Olá meninas, estou de volta com mais um capitulo para vcs.
Primeiro claro, os meus agradecimentos
Tehru, minha querida, adoro seus reviews. Menina eu tb faria isso, vc acha mesmo que eu o afastaria? que nada, eu puxaria ele apertaria beijaria, e vamos parar por aqui que estamos no horario livre, tem crianças na sala. Não precisa agradecer pelo capitulo, eu que agradeço pela leitura e review. E já comentei em sua fic, que alias está maravilhosa, sabe que eu a adoro neh
Dora Russel, Olhá só vc aqui de novo, quero te ver nos outros capitulos tb tá. Adorei seu review, agradeço muito e realmente vc necessita de mais, por isso estou aqui humildemente te enviando mais um capitulo. Aproveita
Bjus gente
Capitulo 15 – Tornando-se um só
Snape não se surpreendeu quando não avistou um sorriso de surpresa no rosto de Dumbledore e sim aquele maldito sorriso de quem já sabia que aquilo iria acontecer. Dumbledore sempre sabe de tudo. Um dom extremamente irritante.

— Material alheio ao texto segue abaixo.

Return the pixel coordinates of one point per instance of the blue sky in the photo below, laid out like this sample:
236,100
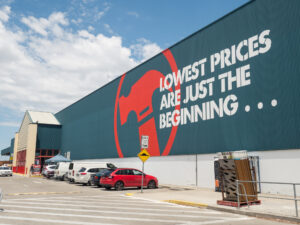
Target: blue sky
55,52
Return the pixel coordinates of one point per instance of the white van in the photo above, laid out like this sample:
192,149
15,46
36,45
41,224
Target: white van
61,170
74,167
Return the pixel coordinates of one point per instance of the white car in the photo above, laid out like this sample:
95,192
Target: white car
5,171
85,174
74,167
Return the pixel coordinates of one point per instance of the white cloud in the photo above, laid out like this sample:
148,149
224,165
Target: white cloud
4,13
108,28
49,67
9,124
135,14
43,26
144,49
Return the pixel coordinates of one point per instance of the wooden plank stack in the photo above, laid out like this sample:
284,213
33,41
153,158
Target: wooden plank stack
232,170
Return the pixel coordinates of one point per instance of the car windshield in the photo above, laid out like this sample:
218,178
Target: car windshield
82,170
4,168
107,173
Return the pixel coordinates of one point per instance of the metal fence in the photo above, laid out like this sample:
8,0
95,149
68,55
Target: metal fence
240,183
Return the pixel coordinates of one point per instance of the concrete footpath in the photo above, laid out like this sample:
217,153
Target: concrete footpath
275,209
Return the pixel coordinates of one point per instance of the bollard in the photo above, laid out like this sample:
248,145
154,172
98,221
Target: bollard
295,197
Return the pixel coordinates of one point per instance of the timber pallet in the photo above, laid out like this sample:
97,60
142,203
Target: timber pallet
235,204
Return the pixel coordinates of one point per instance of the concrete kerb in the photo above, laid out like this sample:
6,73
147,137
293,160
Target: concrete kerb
43,193
236,211
262,215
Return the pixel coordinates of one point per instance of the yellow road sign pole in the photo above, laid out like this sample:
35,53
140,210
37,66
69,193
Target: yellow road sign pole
143,155
142,179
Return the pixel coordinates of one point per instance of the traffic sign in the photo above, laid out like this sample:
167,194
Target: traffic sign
144,141
144,155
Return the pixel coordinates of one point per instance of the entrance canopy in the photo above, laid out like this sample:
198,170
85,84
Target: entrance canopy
57,158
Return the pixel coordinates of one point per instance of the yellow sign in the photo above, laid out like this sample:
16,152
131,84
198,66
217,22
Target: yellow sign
144,155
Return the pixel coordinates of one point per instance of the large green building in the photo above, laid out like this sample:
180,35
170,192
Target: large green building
233,85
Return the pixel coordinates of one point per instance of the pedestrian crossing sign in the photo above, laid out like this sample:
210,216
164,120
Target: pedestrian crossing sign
144,155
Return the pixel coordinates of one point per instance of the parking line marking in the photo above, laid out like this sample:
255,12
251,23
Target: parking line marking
115,218
52,221
105,211
104,202
101,207
42,193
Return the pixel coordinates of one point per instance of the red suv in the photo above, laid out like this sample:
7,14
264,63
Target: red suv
127,177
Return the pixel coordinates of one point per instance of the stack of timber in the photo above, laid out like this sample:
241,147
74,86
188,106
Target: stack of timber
232,170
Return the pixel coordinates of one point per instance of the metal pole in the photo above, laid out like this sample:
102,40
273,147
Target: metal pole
142,179
196,170
237,193
295,197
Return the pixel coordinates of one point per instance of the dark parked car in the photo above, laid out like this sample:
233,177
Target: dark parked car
48,171
97,176
127,177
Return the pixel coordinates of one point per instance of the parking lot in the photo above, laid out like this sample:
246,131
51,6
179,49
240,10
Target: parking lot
44,201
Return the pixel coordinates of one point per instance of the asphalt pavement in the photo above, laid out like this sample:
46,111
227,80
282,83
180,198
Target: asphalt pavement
43,201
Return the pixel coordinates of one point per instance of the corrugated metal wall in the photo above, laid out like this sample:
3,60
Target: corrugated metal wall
48,137
23,133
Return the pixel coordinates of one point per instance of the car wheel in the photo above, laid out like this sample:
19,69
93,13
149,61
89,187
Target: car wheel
119,186
151,184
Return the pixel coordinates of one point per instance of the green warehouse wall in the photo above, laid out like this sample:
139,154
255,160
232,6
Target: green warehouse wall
48,137
237,89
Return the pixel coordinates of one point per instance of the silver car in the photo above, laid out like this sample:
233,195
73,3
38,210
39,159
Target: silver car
5,171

- Eu sabia que você faria a escolha certa. – Disse o diretor sorrindo e levantando. – Vamos acompanhe-me até a Ala Hospitalar.

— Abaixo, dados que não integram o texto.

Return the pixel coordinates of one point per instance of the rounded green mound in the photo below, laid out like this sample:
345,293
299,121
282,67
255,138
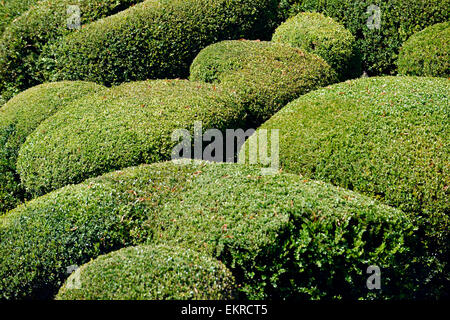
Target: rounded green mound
129,125
25,38
281,236
315,33
383,137
10,9
19,117
427,53
150,273
147,42
265,75
379,30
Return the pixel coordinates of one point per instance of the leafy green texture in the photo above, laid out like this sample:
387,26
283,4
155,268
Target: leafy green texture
19,117
264,75
10,9
427,53
24,39
129,125
282,236
399,20
156,39
383,137
315,33
150,273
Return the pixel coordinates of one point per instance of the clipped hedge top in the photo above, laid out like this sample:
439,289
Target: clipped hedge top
399,20
383,137
265,75
150,273
26,37
315,33
9,9
386,137
427,53
128,125
155,39
264,228
21,116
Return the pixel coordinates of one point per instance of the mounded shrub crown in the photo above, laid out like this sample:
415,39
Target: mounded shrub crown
19,117
24,39
427,53
379,43
150,273
128,125
264,75
282,236
315,33
156,39
383,137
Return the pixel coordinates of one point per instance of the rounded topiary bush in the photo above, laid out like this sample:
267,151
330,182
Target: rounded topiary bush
129,125
379,33
282,236
21,116
264,75
10,9
383,137
150,273
427,53
147,42
315,33
24,39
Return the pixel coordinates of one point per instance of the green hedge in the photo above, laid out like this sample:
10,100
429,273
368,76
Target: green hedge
129,125
315,33
156,39
24,39
265,75
399,20
282,236
150,273
427,53
19,118
383,137
10,9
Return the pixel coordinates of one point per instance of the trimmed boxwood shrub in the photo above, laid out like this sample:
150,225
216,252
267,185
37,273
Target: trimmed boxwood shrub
150,273
265,75
156,39
383,137
427,53
129,125
282,236
400,19
24,39
10,9
315,33
20,117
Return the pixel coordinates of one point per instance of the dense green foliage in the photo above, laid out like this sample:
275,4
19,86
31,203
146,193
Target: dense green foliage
383,137
156,39
24,39
129,125
264,75
10,9
315,33
427,53
399,20
150,273
19,117
282,236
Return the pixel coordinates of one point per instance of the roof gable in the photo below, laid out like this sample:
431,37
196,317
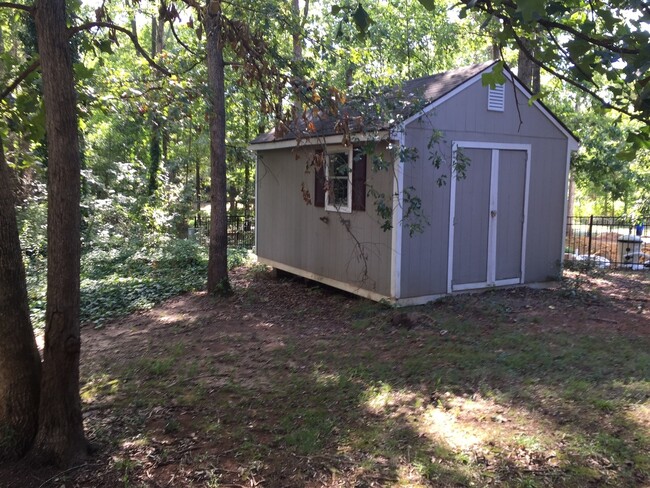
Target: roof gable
432,90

Enquanto caminhavam à passos rápidos em direção à ala hospitalar, Dumbledore explicava em mínimos detalhes o que poderia ocorrer dentro da mente de Harry e como Snape deveria ter cuidado, pois a mente do menino pode agir de várias formas, inclusive não o reconhecendo, as vezes não reconhecendo a ele mesmo. Snape só se reservava a murmurar um sim de vez em quando e a balançar a cabeça indicando que estava prestando atenção quando na verdade estava mais preocupado em chegar logo do lado do leito de Potter. Sentia o desespero apertar cada vez mais em seu coração.
Será que conseguiria trazê-lo de volta?
E se não conseguisse?
E se falhasse?
Não. Ele não podia se prender a essas possibilidades de falha. Sua cabeça explodiria dessa forma. As portas da Ala Hospitalar estavam logo adiante e Dumbledore a abriu como se nada aterrorizante esperasse do outro lado. Mas Snape hesitou por um leve segundo que não escapou dos olhos sábios do diretor.

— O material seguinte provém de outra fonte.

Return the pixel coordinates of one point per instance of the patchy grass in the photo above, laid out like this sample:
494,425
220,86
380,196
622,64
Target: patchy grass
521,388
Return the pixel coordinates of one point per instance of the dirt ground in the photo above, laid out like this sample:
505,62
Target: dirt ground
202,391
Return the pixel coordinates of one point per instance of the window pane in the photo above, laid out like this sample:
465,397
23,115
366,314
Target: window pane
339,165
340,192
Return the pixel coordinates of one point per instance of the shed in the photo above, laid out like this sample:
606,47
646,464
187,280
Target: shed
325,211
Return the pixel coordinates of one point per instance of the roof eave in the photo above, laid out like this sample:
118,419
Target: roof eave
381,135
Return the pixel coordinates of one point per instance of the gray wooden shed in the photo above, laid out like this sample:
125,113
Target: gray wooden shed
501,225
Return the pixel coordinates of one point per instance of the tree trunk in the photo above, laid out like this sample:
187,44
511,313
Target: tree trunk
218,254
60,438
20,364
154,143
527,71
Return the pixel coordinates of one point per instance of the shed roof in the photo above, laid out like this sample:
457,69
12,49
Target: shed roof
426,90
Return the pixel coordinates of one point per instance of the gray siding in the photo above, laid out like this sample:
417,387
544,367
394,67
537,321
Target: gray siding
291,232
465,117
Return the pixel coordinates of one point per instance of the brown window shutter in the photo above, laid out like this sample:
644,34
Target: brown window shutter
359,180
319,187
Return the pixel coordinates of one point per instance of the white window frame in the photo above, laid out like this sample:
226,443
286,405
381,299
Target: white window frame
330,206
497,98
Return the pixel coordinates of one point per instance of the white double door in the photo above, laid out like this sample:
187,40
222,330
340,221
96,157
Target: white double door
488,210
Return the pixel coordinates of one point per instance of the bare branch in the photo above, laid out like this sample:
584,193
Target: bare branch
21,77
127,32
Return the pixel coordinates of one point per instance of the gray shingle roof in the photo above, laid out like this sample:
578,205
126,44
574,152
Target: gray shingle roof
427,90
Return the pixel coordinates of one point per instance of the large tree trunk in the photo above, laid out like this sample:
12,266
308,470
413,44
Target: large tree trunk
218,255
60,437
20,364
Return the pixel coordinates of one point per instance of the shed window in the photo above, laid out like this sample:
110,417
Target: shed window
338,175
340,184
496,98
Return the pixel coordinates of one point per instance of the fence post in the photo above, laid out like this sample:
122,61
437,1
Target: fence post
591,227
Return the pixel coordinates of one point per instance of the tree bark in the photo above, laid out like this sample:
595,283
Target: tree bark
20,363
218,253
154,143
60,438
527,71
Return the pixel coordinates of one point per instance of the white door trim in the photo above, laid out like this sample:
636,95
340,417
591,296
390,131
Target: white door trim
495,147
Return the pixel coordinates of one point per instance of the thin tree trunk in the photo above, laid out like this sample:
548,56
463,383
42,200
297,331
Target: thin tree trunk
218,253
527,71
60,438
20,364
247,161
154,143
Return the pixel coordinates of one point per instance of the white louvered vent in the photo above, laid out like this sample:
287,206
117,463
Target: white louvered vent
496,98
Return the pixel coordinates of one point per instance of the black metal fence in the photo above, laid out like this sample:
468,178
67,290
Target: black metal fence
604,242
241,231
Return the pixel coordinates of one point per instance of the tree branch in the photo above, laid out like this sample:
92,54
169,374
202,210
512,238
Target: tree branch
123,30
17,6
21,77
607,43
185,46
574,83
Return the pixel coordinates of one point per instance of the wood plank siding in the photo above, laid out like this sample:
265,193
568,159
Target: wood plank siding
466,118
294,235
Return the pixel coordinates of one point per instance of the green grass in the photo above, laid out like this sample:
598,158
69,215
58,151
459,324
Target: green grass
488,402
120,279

- Não tenha medo, Severus.
Snape o olhou por apenas um segundo antes de murmurar "Medo do que?" e adentrar o recinto já ocupado por Hermione e Rony devidamente sentados nas cadeiras duras de madeira ao lado do leito dele.
Ele.
Quando esteve mais cedo naquele mesmo lugar não tinha olhado direito para seu corpo, tinha apenas ignorado e prestado atenção ao que os outros grifinórios diziam. Mas naquele momento não tinha ninguém falando e Hermione teve a delicadeza de puxar Rony para longe da cama de Harry, cama da qual Snape se aproximava cada vez mais.
Era tão estranho lhe ver assim tão pálido, tão parado, tão morto.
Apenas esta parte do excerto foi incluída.